Today for Martha the pressure of society is placed on her as a woman. Hospitality in the day of Jesus was important as there were no restaurants and fast food places, no convenience stores or toll road service plazas. Travelers depended on the hospitality of ordinary people to get them from town to town. Martha knew all to well who she was entertaining and her position as a woman in the house made hospitality a duty. She was entertaining Jesus and his disciples.

Byrl and I were living in Southern Indiana and we decided we would have this great big Thanksgiving celebration. We had 17 people for dinner and some of them were staying for a few days.

We began our preparation days before they came and as the day approached it became more intense.

I remember Byrl saying to me that he couldn’t believe how much work went into entertaining. He just wasn’t as excited about it as he first was when we decided to have it. I get it. I love to entertain but the work is too much.

People who do not have a hand in the preparation part of entertaining, do not get it.

But most of us do, we understand just where Martha is coming from. Jesus does too. He understands more than we do. Because he says to her, “Martha, Martha you are worried and distracted by her many tasks.”

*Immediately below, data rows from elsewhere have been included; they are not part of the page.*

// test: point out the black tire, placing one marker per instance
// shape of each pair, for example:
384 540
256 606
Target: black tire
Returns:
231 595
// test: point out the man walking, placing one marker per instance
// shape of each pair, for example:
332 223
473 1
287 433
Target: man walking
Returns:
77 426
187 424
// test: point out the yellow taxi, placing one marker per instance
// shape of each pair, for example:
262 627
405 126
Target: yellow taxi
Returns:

Jesus knows the pressures she is under and how she came to be this way. But Jesus teaches her today and He teaches us that there is one thing we need.

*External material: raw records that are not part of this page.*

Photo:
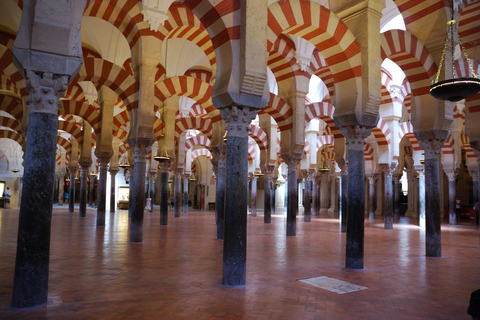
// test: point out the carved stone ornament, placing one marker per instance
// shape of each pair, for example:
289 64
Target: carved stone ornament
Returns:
45 91
431 147
355 136
238 120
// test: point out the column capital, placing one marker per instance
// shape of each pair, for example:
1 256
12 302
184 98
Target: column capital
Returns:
165 166
355 136
431 147
45 91
372 178
140 152
387 169
451 174
237 120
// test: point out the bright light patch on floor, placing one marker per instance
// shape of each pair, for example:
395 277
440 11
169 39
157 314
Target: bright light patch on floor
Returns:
333 285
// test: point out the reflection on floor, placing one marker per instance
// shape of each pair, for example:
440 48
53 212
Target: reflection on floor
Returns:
95 273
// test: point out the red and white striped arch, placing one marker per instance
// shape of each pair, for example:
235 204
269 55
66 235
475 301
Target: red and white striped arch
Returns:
83 110
200 124
323 29
203 75
201 153
323 111
259 136
467 147
279 110
406 129
198 140
322 70
468 25
281 59
103 72
382 133
412 57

It is Him. It is sit at His feet. Without spending time with Jesus, our lives become chaos. There may be many who do not come to church because their lives our in chaos during the week. Their lives are in chaos trying to fulfill commitments and promises, trying to nurture and care for others, trying to make a living. All kinds of things send our lives into a tizzy.

Jesus knows that something good happens when we put Him ahead of our daily schedule and routine. He knows the foundation we need to get through our days.

The more time we spend at the feet of Jesus, the more we become like Him. We begin to develop the Fruit of the Spirit as Paul talks about in Galatians 5: 22 By contrast, the Fruit of the Spirit is:

love, joy, peace, patience, kindness, generosity, faithfulness, gentleness, and self-control.

These are the fruits of our devotion with Jesus.

You know I am not talking about just in prayer in your car between tasks that we are completing but I am talking at the feet of Jesus.

You see Martha is with Jesus but she is not really spending time with him.

Do you see the difference?

Martha is there right now. Her spirit is in chaos. Look at her spirit. Listen to her remarks.

Cartoon of wife to marriage counselor, regarding husband: "And then, do you know what he did on our honeymoon, just 21 years ago?"

Resentment; that is what Martha had.

She is whining and complaining, she is bitter and resentful. She is not bearing that wonderful fruit that Paul talks about.

Her remark wasn’t kind, it wasn’t gentle. She didn’t exhibit joy or peace. She may have loved her sister but her remark didn’t reveal it. She was jealous and resentful and unkind.

She is bearing Fruits of the Flesh. Paul talks about that as well right before the Fruits of the Spirit. She was snarly and shrekish.

Martha didn’t understand that we cannot feed others if we are still hungry. We can’t give bread to others before we feed from the Bread of Life Himself.

Paul says in his Epistle, “He is the head of the body, the church; he is the beginning, the firstborn from the dead, so that he might come to have first place in everything.”

Jesus wants us to know, if we put Jesus first in all things, all things will fall into place. We no longer asked God to bless the things that we are doing but we begin to ask God what is it you would have us do.

To sit at the feet of Jesus is to be our greatest desire above all things.

To sit at the feet of Jesus is to become more and more like Him. He doesn’t require sacrifice but he desires us. He doesn’t desire work but love.

To sit at the feet of Jesus means that we allow Jesus to minister to us before we minister to others - before we do something for Him.

When we sit at the feet of Jesus He gives us our Daily Bread. He is our soul sustenance.

To sit at the feet of Jesus means we are in fellowship with the Lord over all. Sitting at the feet of Jesus – We put first things first.